Spare me. Given that The British Historic Society is based in Fairfield, NJ , there may be some issues. But not for some. I'm sure the phones are ringing off their hooks. What a deal. And, it was originally valued at $119.00. Folks, you can't find these things in bubble gum machines, no siree. What better way to say, "I love you". It's less than the cost of a NASCAR ticket. And , don't forget about the included Certificate of Authenticity and Decorative Velveteen Ring Box. 

Wednesday, December 1, 2010

Yes, It had to be easier for June and Harriett

 Don't call me and ask for advice on Christmas gifts. Maybe I should just say don't call me. My youngest calls this morning."Mom, what can I get Dad for Christmas." After some thought, I come up with several suggestions, all of which are immediately deemed "stupid". "Well, then why did you call me?" "Because, I need some help." This is a good example of my life as a mother -  I need you, but you are useless, go away, but not too far away, I might need you again. Huh?



After 21 years (well 18, since she has been talking) I should be used to this. Maybe I should just stop taking the phone calls, after all I have caller ID on the home phone and my cell phone - no surprises there. But, there is this force of nature to care. Of course there is also that force where mothers kill their young in nature. But I digress.

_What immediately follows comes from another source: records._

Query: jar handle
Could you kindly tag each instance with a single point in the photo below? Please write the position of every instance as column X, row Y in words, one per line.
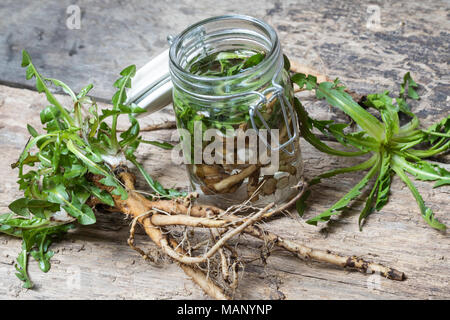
column 278, row 92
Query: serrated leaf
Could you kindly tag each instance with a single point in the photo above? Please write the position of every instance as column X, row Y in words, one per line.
column 427, row 213
column 339, row 206
column 102, row 195
column 384, row 181
column 20, row 207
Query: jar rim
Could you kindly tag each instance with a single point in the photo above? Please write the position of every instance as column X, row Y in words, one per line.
column 266, row 27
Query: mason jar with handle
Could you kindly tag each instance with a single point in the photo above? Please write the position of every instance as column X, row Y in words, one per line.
column 233, row 103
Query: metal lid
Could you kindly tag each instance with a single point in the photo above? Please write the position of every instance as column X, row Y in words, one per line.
column 151, row 87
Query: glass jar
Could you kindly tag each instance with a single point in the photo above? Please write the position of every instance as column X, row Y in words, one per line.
column 239, row 132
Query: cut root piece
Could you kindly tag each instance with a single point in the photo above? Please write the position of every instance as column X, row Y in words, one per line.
column 214, row 263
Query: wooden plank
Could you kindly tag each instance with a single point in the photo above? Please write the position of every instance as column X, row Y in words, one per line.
column 94, row 262
column 331, row 37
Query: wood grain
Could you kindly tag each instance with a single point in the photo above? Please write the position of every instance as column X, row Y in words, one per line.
column 94, row 262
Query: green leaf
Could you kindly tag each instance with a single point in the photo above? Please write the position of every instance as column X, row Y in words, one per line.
column 342, row 100
column 83, row 92
column 427, row 213
column 102, row 195
column 368, row 207
column 163, row 145
column 20, row 207
column 384, row 181
column 253, row 60
column 341, row 205
column 305, row 129
column 32, row 131
column 26, row 59
column 424, row 170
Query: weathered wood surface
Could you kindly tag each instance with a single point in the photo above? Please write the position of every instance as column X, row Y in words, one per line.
column 94, row 262
column 329, row 36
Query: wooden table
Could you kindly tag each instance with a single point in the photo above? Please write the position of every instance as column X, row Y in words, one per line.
column 335, row 38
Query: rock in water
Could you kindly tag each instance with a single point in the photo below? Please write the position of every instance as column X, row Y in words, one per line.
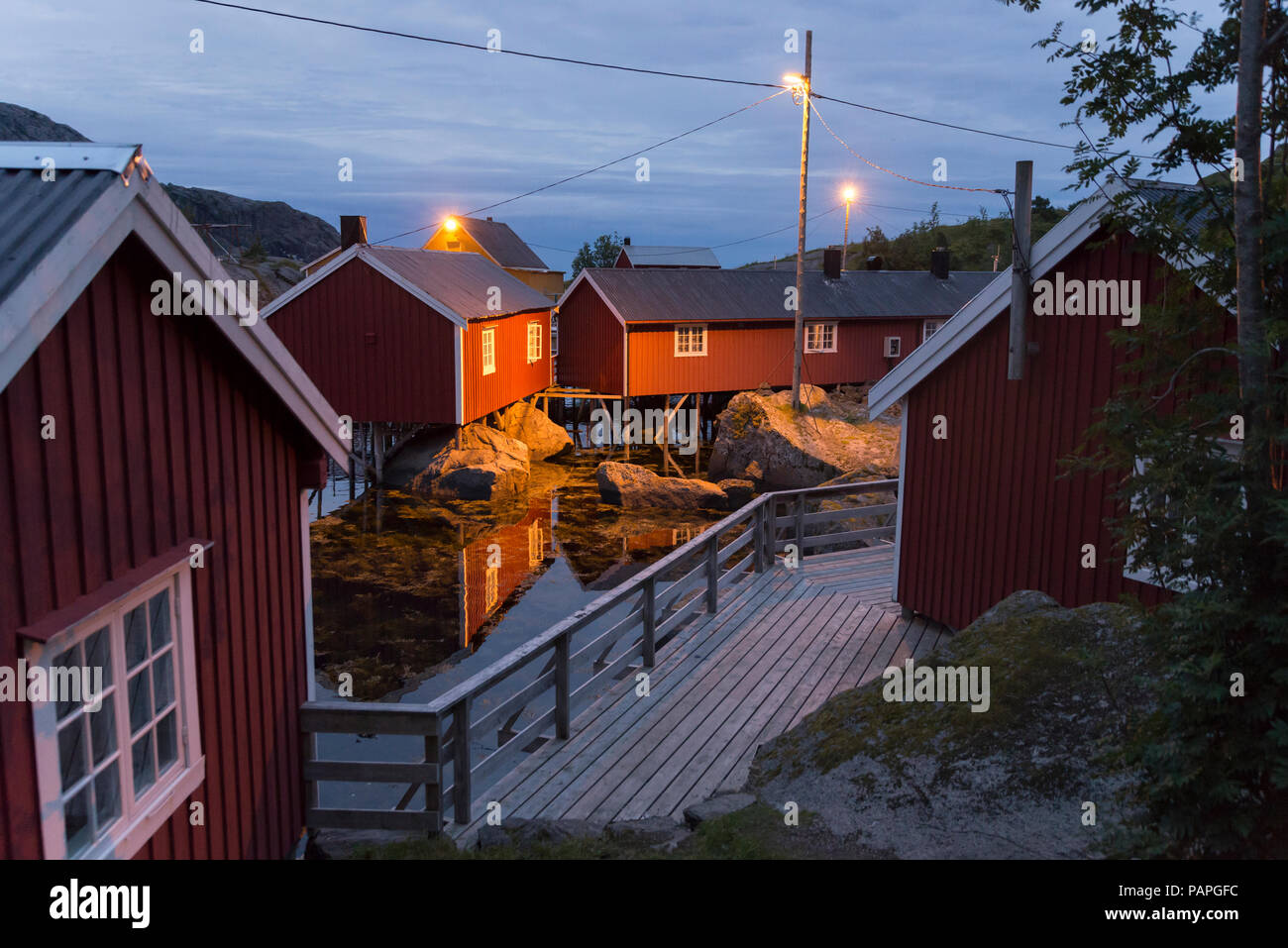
column 487, row 466
column 632, row 485
column 760, row 438
column 531, row 425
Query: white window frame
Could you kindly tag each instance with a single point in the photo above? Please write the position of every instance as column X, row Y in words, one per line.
column 487, row 350
column 533, row 342
column 138, row 818
column 819, row 327
column 690, row 329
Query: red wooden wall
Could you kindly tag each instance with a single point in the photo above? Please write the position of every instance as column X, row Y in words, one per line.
column 984, row 511
column 590, row 343
column 162, row 434
column 514, row 377
column 374, row 351
column 747, row 355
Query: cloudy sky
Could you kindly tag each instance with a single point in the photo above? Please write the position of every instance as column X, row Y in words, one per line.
column 271, row 106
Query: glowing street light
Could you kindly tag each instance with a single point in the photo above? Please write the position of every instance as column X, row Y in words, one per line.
column 850, row 193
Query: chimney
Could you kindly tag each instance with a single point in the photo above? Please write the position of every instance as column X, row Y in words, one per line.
column 832, row 263
column 353, row 230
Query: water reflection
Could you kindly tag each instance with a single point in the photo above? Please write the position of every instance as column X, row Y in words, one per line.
column 407, row 587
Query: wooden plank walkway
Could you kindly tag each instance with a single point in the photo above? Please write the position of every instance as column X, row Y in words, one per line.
column 724, row 685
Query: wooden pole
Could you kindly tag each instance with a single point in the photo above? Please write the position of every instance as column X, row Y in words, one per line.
column 800, row 228
column 1021, row 248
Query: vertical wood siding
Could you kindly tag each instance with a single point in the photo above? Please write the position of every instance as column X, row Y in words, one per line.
column 162, row 433
column 514, row 377
column 404, row 372
column 747, row 355
column 590, row 343
column 986, row 511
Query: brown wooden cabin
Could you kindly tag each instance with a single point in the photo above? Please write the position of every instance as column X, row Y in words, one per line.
column 666, row 331
column 154, row 479
column 986, row 511
column 416, row 337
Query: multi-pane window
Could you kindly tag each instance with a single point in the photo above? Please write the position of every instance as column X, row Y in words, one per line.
column 820, row 337
column 112, row 740
column 533, row 342
column 691, row 340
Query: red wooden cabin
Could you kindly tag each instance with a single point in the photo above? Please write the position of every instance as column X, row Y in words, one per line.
column 154, row 479
column 983, row 513
column 666, row 331
column 424, row 337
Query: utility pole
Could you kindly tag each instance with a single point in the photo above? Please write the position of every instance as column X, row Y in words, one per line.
column 800, row 227
column 1020, row 253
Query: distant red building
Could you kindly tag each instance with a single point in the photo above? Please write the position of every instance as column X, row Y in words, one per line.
column 984, row 511
column 426, row 337
column 155, row 476
column 669, row 331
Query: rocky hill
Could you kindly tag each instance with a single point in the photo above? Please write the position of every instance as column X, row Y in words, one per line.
column 279, row 230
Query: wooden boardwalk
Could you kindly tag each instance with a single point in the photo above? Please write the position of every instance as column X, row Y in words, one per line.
column 720, row 687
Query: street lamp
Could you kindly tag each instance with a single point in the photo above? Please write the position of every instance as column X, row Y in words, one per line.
column 849, row 194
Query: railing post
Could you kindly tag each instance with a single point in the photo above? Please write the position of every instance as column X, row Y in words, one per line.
column 649, row 605
column 462, row 804
column 713, row 572
column 563, row 715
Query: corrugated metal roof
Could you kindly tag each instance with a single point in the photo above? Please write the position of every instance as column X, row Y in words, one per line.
column 675, row 295
column 37, row 214
column 502, row 244
column 661, row 256
column 462, row 281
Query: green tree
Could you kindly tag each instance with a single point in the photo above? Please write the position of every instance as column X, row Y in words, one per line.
column 1214, row 758
column 601, row 254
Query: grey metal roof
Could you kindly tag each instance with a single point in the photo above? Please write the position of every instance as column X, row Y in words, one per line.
column 662, row 256
column 37, row 214
column 462, row 281
column 502, row 244
column 678, row 295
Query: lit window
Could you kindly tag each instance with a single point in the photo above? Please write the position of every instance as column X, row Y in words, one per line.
column 533, row 342
column 691, row 340
column 820, row 337
column 117, row 743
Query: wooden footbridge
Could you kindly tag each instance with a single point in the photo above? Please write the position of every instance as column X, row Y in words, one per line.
column 658, row 693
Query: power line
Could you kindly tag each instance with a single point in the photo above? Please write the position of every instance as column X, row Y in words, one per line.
column 484, row 48
column 866, row 161
column 591, row 170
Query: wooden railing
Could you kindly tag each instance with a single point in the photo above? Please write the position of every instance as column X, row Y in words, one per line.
column 642, row 614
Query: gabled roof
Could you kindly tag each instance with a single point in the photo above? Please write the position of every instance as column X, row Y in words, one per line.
column 698, row 295
column 501, row 244
column 56, row 235
column 1074, row 230
column 459, row 286
column 661, row 256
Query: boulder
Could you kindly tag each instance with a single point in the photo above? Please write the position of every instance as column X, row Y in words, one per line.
column 531, row 425
column 737, row 491
column 484, row 466
column 632, row 485
column 763, row 440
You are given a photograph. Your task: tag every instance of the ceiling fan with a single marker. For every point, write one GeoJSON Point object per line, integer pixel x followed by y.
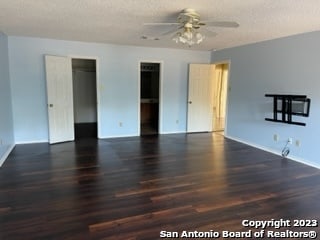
{"type": "Point", "coordinates": [187, 27]}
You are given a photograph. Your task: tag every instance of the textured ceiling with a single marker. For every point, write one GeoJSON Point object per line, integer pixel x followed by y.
{"type": "Point", "coordinates": [121, 21]}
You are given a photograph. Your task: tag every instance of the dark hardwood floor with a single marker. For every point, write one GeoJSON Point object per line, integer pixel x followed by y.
{"type": "Point", "coordinates": [133, 188]}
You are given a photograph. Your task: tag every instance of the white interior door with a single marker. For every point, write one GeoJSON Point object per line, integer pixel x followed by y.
{"type": "Point", "coordinates": [200, 98]}
{"type": "Point", "coordinates": [60, 98]}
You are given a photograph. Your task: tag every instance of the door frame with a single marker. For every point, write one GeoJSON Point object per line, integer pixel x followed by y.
{"type": "Point", "coordinates": [97, 86]}
{"type": "Point", "coordinates": [228, 61]}
{"type": "Point", "coordinates": [160, 62]}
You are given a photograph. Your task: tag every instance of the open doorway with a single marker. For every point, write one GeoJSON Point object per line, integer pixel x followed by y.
{"type": "Point", "coordinates": [149, 98]}
{"type": "Point", "coordinates": [84, 98]}
{"type": "Point", "coordinates": [220, 86]}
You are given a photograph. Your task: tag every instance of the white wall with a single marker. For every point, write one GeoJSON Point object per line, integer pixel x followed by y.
{"type": "Point", "coordinates": [118, 89]}
{"type": "Point", "coordinates": [289, 65]}
{"type": "Point", "coordinates": [6, 125]}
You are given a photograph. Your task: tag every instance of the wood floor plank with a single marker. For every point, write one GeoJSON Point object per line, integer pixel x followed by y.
{"type": "Point", "coordinates": [135, 187]}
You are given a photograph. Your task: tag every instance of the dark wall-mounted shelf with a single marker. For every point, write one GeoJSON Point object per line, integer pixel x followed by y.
{"type": "Point", "coordinates": [286, 106]}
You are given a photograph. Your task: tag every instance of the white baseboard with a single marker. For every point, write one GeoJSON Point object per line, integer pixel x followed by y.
{"type": "Point", "coordinates": [6, 154]}
{"type": "Point", "coordinates": [179, 132]}
{"type": "Point", "coordinates": [30, 142]}
{"type": "Point", "coordinates": [294, 158]}
{"type": "Point", "coordinates": [116, 136]}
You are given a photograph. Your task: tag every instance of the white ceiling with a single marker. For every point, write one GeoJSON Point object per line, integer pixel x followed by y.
{"type": "Point", "coordinates": [121, 21]}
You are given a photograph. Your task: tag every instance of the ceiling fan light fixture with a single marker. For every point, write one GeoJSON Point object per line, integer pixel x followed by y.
{"type": "Point", "coordinates": [188, 36]}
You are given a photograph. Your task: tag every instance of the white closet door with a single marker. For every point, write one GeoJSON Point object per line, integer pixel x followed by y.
{"type": "Point", "coordinates": [60, 98]}
{"type": "Point", "coordinates": [200, 98]}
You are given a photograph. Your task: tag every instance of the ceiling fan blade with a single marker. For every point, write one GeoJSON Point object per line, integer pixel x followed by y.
{"type": "Point", "coordinates": [207, 32]}
{"type": "Point", "coordinates": [161, 24]}
{"type": "Point", "coordinates": [221, 24]}
{"type": "Point", "coordinates": [171, 31]}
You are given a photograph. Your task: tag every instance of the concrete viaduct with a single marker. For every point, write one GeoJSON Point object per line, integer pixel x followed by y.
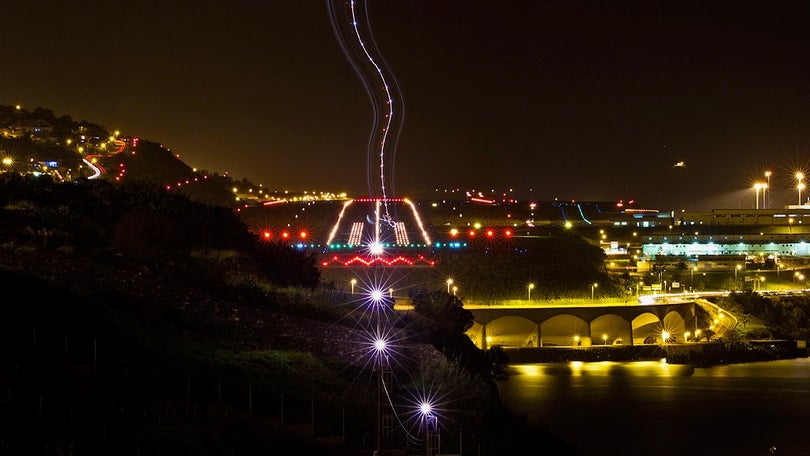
{"type": "Point", "coordinates": [584, 325]}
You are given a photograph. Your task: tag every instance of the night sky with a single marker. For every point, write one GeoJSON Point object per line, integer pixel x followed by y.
{"type": "Point", "coordinates": [585, 100]}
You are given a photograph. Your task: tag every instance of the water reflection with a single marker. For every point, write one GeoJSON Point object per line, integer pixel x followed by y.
{"type": "Point", "coordinates": [656, 408]}
{"type": "Point", "coordinates": [578, 368]}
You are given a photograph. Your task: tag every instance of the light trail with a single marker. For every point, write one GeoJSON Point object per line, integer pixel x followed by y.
{"type": "Point", "coordinates": [361, 54]}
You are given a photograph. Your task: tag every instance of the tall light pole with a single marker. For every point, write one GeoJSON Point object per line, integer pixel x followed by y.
{"type": "Point", "coordinates": [767, 187]}
{"type": "Point", "coordinates": [757, 187]}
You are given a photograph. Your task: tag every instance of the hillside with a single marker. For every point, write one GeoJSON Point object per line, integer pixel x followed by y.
{"type": "Point", "coordinates": [137, 320]}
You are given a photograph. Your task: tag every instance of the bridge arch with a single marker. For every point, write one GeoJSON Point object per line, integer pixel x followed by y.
{"type": "Point", "coordinates": [513, 326]}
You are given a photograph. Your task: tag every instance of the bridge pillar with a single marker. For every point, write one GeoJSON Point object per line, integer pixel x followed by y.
{"type": "Point", "coordinates": [538, 336]}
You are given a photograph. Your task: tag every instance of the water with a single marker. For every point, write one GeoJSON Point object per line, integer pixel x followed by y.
{"type": "Point", "coordinates": [655, 408]}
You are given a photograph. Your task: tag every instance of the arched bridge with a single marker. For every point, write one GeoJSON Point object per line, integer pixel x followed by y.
{"type": "Point", "coordinates": [583, 325]}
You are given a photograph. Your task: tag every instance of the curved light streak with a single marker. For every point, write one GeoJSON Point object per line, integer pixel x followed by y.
{"type": "Point", "coordinates": [357, 50]}
{"type": "Point", "coordinates": [582, 214]}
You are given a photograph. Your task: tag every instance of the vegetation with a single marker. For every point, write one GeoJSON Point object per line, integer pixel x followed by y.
{"type": "Point", "coordinates": [144, 321]}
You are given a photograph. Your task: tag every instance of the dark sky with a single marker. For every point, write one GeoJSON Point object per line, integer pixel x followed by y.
{"type": "Point", "coordinates": [566, 99]}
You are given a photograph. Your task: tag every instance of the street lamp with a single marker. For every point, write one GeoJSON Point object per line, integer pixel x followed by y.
{"type": "Point", "coordinates": [767, 187]}
{"type": "Point", "coordinates": [757, 188]}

My mother never told me there would be days like this. My mother skipped several chapters there during the piano serenades and art sessions. Of course, I should be thankful for the cultural influence she had on me (seriously). And, to be honest, I don't think anyone could have prepared me for the trials of raising rearing my youngest child. When it gets ugly, she will comment that someday she will be the one who will choose our nursing home.

I bet June Cleaver and Harriett Nelson never had to deal with these issues. After all, if you can vacuum your living room in heels and pearls, how stressful can your life be? Besides, I think  everything is more difficult in color. I don't even want to venture into the world of high definition - God forbid 3D.

Of course, there is also that small issue that neither of them had daughters and the accompanying drama and hormonal chaos. Maybe that is why their lives were in black and white. There is no way, our life with our youngest child could be in black and white. This is living Technicolor in all its grandeur - peacock feathers and all.